Probablemente el cuento de la lechera nada tenga que ver con la metafísica al uso, es decir, esa parte de la filosofía que va más allá de la física, la que trata las preguntas sobre el ser, la existencia, el bien, la verdad, etc.; preguntas que los antiguos solían hacerse mientras contemplaban las estrellas y de las que nosotros actualmente pasamos, son demasiado turbias, además de inútiles, y no nos sirven para solucionar nada concreto de la realidad en la que nos movemos; son tan poco reales que no merece la pena dedicarles tiempo real para volverlas a plantear, y ni mucho para esforzarse en resolverlas, si es que tienen solución. Para ello ya están las religiones y sus misterios, que ofrecen una metafísica más simple y menos problemática, eso sí, difícil de comprender, como todo lo elevado, pero para resolver cualquier duda o reticencia ya está la fe, esa herramienta multiusos que solventa en un santiamén cualquier problema de entendimiento o comprensión. Mientras que cualquier pensador al uso pronto se perdería en elucubraciones que solo él entendería acerca de las mencionadas preguntas y su supuesta importancia, la fe nos las soluciona de una tacada, porque de lo que no conocemos mejor no hablar, ese “de lo que no se puede hablar hay que callar” con el que Wittgenstein acaba su Tratactus.

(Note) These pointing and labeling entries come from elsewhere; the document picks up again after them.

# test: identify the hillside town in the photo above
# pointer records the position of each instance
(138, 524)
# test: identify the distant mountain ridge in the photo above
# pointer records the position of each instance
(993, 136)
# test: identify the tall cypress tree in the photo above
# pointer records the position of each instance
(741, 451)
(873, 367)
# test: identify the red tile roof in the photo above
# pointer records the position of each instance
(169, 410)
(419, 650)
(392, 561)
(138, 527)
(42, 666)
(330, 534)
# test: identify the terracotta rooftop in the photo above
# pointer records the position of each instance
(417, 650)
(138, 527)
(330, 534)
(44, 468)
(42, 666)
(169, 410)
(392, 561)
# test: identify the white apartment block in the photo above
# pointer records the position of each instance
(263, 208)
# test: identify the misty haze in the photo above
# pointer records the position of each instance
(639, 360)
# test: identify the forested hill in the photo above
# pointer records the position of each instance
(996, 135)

La metafísica del cuento de la lechera, sin embargo, es mucho más útil y sencilla, no dejan de ser también elucubraciones, pero a partir de una realidad concreta que puede verse y tocarse, el cántaro de leche y su existencia contante y sonante. Es otra forma de forjar un paraíso, eso sí, en la tierra -por lo que en bastantes casos suelen recibir el nombre del libro de otro filósofo, la Utopía de Tomás Moro-, algo por lo que relamerse frente al absurdo de la razón en el que se empeñan, por ejemplo, idealistas hegelianos, si es que todavía quedan, o los materialistas marxistas, más cercanos en el tiempo, pero solo eso; utopías, estas últimas, mucho más inalcanzables que ese inalcanzable paraíso celestial que a tan poco y selectivo nos obliga en la tierra.

El problema principal, claro, es cómo se aviene cualquier cuestión metafísica con la inapelable e inevitable realidad de la estancia humana en esta tierra, con los fracasos, el dolor, el sufrimiento, los sucesos inexplicables y lo errático y caprichoso de nuestro propio comportamiento como especie, que no es ni mejor ni peor, es el que tenemos, lo que somos.

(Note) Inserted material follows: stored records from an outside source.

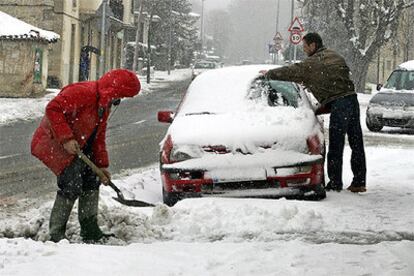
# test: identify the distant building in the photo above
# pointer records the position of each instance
(76, 55)
(23, 57)
(395, 52)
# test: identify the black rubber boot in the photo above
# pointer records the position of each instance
(59, 217)
(87, 213)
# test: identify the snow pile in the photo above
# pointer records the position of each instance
(12, 110)
(11, 26)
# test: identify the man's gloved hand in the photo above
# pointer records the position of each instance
(106, 180)
(71, 146)
(322, 110)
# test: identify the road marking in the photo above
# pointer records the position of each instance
(11, 155)
(139, 122)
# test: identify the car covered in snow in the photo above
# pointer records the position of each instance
(236, 134)
(202, 66)
(393, 105)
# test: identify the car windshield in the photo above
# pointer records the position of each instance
(205, 65)
(400, 80)
(276, 93)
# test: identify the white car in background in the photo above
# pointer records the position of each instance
(237, 135)
(394, 104)
(202, 66)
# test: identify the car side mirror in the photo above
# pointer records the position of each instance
(379, 86)
(165, 116)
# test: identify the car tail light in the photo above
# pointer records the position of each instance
(314, 145)
(166, 150)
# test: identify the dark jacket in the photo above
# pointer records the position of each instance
(325, 74)
(73, 114)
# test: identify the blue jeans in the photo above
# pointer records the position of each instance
(345, 119)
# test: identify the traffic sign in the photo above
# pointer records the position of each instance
(295, 37)
(278, 38)
(296, 26)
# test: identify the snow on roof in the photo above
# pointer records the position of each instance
(13, 28)
(409, 65)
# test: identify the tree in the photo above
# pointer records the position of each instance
(356, 28)
(219, 27)
(175, 18)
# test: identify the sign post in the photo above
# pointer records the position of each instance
(278, 39)
(295, 29)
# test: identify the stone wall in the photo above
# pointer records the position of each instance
(17, 61)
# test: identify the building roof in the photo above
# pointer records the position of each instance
(14, 29)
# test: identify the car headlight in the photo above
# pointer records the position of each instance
(304, 169)
(181, 153)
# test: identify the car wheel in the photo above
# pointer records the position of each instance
(373, 124)
(319, 193)
(171, 198)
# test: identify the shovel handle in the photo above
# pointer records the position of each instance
(94, 168)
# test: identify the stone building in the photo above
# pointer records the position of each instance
(76, 55)
(23, 57)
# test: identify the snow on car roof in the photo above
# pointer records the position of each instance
(221, 90)
(13, 28)
(408, 65)
(216, 111)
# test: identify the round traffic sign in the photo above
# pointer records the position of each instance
(295, 38)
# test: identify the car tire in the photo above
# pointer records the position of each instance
(373, 124)
(319, 193)
(170, 198)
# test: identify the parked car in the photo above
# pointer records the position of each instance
(394, 104)
(237, 135)
(202, 66)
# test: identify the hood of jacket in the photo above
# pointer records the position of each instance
(116, 84)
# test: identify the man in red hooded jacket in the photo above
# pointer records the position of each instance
(76, 119)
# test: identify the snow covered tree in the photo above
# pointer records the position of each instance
(356, 28)
(219, 27)
(177, 23)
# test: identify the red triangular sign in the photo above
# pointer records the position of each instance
(296, 26)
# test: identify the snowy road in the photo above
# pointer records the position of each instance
(345, 234)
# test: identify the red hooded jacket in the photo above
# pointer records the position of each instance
(73, 114)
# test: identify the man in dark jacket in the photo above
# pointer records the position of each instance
(326, 75)
(76, 119)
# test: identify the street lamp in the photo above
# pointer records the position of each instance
(153, 18)
(202, 25)
(169, 41)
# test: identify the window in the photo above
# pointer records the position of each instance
(400, 80)
(275, 93)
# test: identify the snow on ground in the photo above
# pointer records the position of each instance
(12, 110)
(345, 234)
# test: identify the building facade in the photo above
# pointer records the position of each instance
(76, 56)
(23, 57)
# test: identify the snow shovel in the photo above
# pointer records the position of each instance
(121, 199)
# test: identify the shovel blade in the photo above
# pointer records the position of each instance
(133, 202)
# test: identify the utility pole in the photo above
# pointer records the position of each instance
(102, 56)
(202, 25)
(137, 34)
(149, 49)
(291, 20)
(276, 59)
(169, 41)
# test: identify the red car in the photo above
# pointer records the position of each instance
(238, 135)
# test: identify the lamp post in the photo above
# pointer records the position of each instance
(101, 57)
(136, 50)
(152, 19)
(169, 41)
(202, 25)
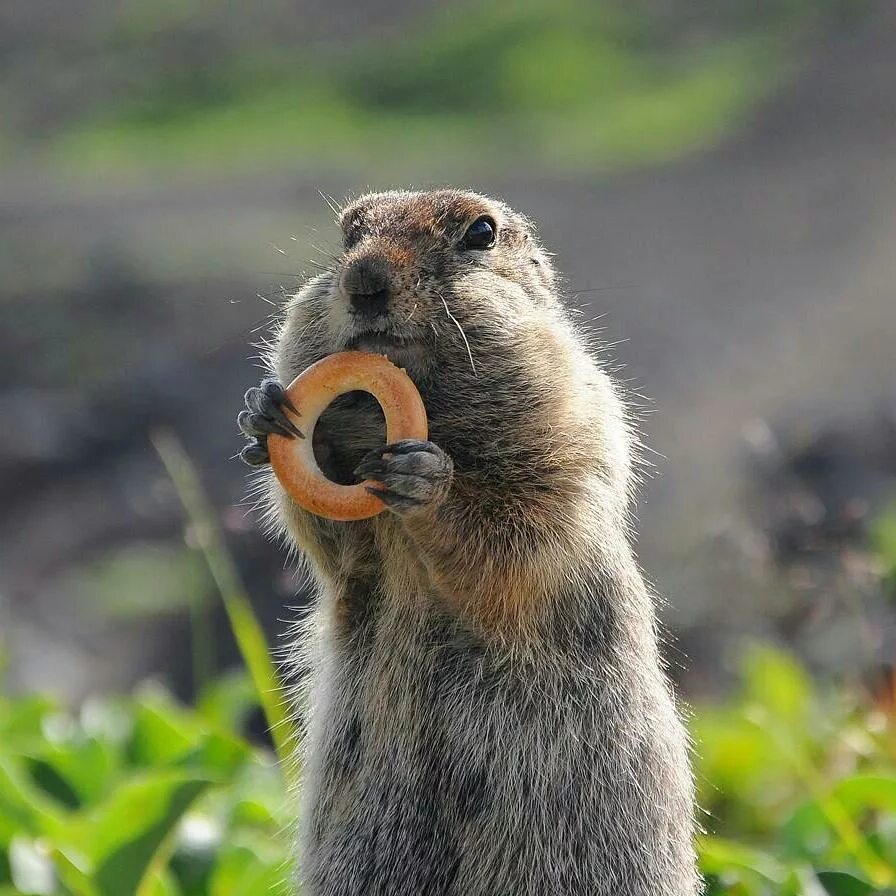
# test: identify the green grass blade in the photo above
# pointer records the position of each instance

En lo referente a las metafísicas más serias, ya sean laicas o religiosas, las cuestiones propias de la materia se tratan o discuten de forma diferente, en el primer caso prolongando las discusiones sine die sin nunca llegar a una solución satisfactoria general y, en el segundo, antes de expulsar o confundir, atajando directamente y de un carpetazo por el cómodo y dócil camino de la fe. En cuanto a la metafísica del cuento de la lechera las respuestas son más de andar por casa y nos permiten construir e imaginar a partir de una realidad que las otras abandonaron por demasiado prosaica. Aquellas siempre nos dejan sin argumentos tangibles y en cambio la metafísica “lecheriana” nos permite forjar a corto y largo plazo mediante proyectos de gran verosimilitud a los que, en caso de fracaso, resulta relativamente fácil sobreponernos porque, de partida, intuíamos que no las teníamos todas consigo. Es cierto que al igual que los metafísicos serios se pierden con facilidad en sus misterios mentales, los del cuento de la lechera también se olvidan pronto de la física, la del cántaro, y entonces tropiezan y se rompe; hecho que no impide que con relativa premura vuelvan a forjarse otros nuevos por si las moscas.

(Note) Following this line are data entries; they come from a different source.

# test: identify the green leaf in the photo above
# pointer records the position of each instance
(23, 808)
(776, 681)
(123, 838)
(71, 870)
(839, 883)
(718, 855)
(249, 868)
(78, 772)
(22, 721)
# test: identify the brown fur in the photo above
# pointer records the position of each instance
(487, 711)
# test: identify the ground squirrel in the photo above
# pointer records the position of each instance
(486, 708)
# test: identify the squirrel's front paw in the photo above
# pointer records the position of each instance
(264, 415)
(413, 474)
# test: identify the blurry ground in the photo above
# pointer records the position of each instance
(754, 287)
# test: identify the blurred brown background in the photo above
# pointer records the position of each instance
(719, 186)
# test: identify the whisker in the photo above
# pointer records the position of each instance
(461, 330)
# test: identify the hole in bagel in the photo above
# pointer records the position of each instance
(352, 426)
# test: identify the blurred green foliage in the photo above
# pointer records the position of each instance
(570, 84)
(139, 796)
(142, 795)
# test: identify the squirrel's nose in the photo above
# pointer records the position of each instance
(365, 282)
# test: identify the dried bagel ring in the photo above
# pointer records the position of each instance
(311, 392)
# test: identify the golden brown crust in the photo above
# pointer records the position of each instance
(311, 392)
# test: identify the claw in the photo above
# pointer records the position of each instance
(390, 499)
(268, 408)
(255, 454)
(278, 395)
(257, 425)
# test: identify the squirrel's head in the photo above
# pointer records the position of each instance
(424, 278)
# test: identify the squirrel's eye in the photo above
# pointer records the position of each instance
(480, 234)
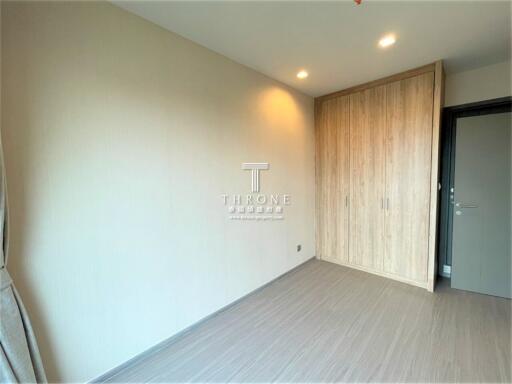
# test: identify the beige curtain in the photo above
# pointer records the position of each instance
(20, 361)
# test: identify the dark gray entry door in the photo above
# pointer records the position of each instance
(481, 248)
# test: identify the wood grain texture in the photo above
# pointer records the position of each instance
(367, 177)
(408, 167)
(389, 79)
(327, 323)
(333, 180)
(435, 174)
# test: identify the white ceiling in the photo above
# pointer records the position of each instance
(337, 41)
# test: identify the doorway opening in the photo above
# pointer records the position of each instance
(475, 197)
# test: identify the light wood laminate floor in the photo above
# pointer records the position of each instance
(327, 323)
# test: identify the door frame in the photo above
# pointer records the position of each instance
(447, 147)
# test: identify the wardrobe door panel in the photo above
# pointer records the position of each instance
(408, 166)
(367, 177)
(333, 180)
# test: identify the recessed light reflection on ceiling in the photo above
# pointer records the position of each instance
(387, 41)
(302, 74)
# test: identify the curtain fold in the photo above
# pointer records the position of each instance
(20, 361)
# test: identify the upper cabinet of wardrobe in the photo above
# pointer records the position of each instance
(377, 173)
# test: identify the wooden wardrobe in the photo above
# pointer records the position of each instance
(377, 148)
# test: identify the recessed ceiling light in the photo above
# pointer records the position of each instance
(387, 41)
(302, 74)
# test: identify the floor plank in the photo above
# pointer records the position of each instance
(328, 323)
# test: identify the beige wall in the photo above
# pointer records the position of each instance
(120, 138)
(485, 83)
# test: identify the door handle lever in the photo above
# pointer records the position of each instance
(465, 205)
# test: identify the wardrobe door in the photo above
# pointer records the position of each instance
(408, 166)
(367, 177)
(333, 179)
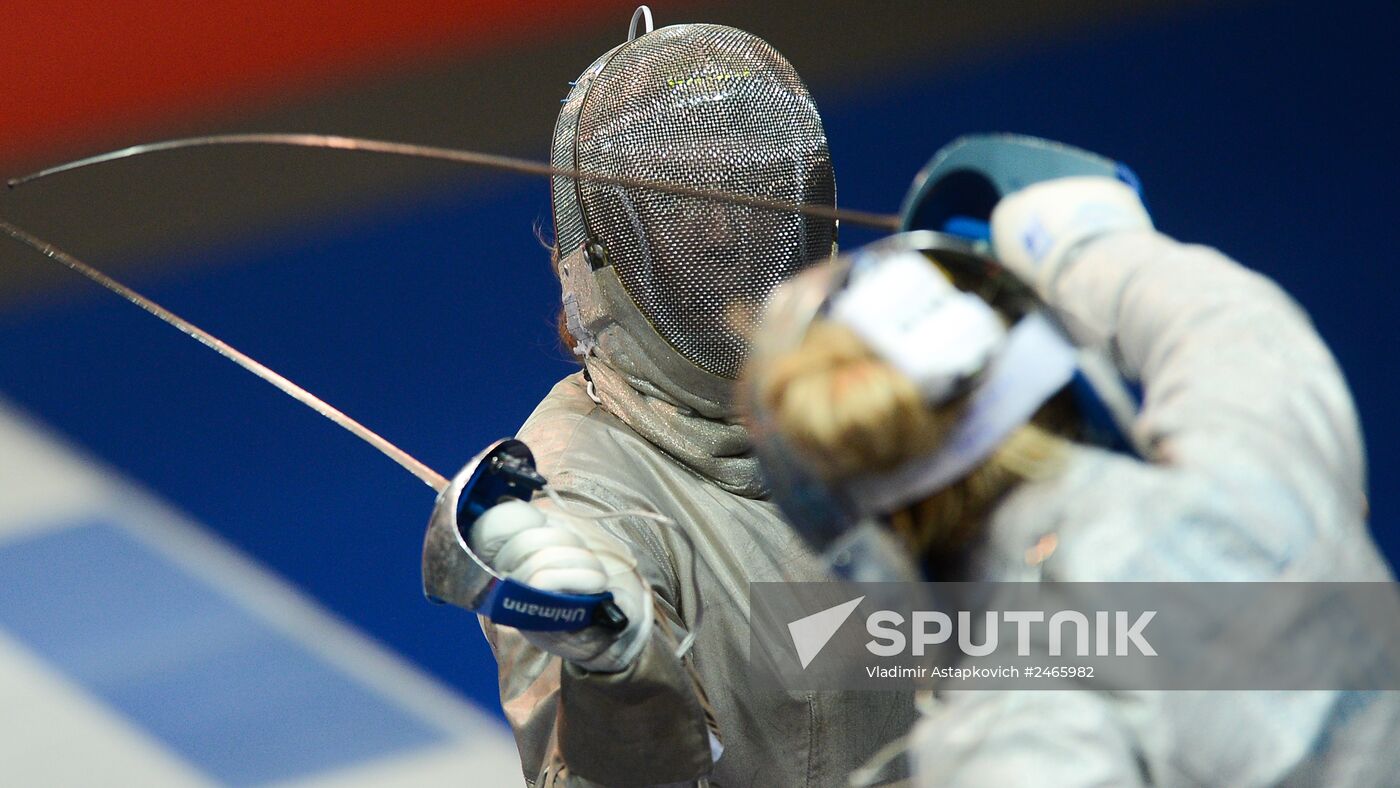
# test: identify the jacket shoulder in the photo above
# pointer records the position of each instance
(573, 435)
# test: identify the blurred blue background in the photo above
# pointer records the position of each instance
(423, 304)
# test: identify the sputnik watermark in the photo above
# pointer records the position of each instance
(889, 638)
(1112, 633)
(1075, 636)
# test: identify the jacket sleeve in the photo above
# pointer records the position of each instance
(644, 725)
(1236, 382)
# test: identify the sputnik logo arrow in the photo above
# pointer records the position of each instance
(812, 633)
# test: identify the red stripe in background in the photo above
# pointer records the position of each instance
(79, 70)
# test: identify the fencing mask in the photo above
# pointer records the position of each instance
(683, 277)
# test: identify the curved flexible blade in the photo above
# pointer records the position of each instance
(475, 158)
(412, 465)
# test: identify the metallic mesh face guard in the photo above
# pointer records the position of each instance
(706, 107)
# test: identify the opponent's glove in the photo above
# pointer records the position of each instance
(1038, 230)
(559, 552)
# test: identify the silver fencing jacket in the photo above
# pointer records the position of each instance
(644, 725)
(1256, 473)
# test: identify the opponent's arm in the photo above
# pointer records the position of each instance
(1235, 378)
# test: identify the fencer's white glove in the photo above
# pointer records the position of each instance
(564, 553)
(1038, 230)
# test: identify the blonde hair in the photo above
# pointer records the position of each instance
(849, 412)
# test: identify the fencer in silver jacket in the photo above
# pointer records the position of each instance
(658, 294)
(1255, 472)
(1250, 469)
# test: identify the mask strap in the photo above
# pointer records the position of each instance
(643, 13)
(1035, 364)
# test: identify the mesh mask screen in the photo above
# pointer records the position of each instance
(713, 108)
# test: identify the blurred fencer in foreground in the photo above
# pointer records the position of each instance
(658, 293)
(888, 400)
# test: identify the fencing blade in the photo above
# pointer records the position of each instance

Pero, definitivamente, en la metafísica del cuento de la lechera el ser tiene un significado claro y preciso: soy o seré rico, y existo para gastar cuanto se me antoje; la verdad radica en que tengo dinero y puedo hacer lo me dé la gana y, por último, el bien indudablemente es el dinero ¿qué más respuestas queremos? Con verdades tan físicamente afianzadas puede llevarse una vida feliz -¡ah! la felicidad y sus variopintos significados- y hasta ayudar, si nos place y disponemos de ganas y tiempo, a los demás; para cuestiones más trascendentes -me refiero a la trascendencia que tiene que ver con la importancia, no a la otra-, ya están las festividades como la Semana Santa, que nos recuerdan que es importante reflexionar sobre la humanidad desde la intimidad de nuestra sagrada, coqueta y lujosamente adornada capilla particular. ¿Qué más?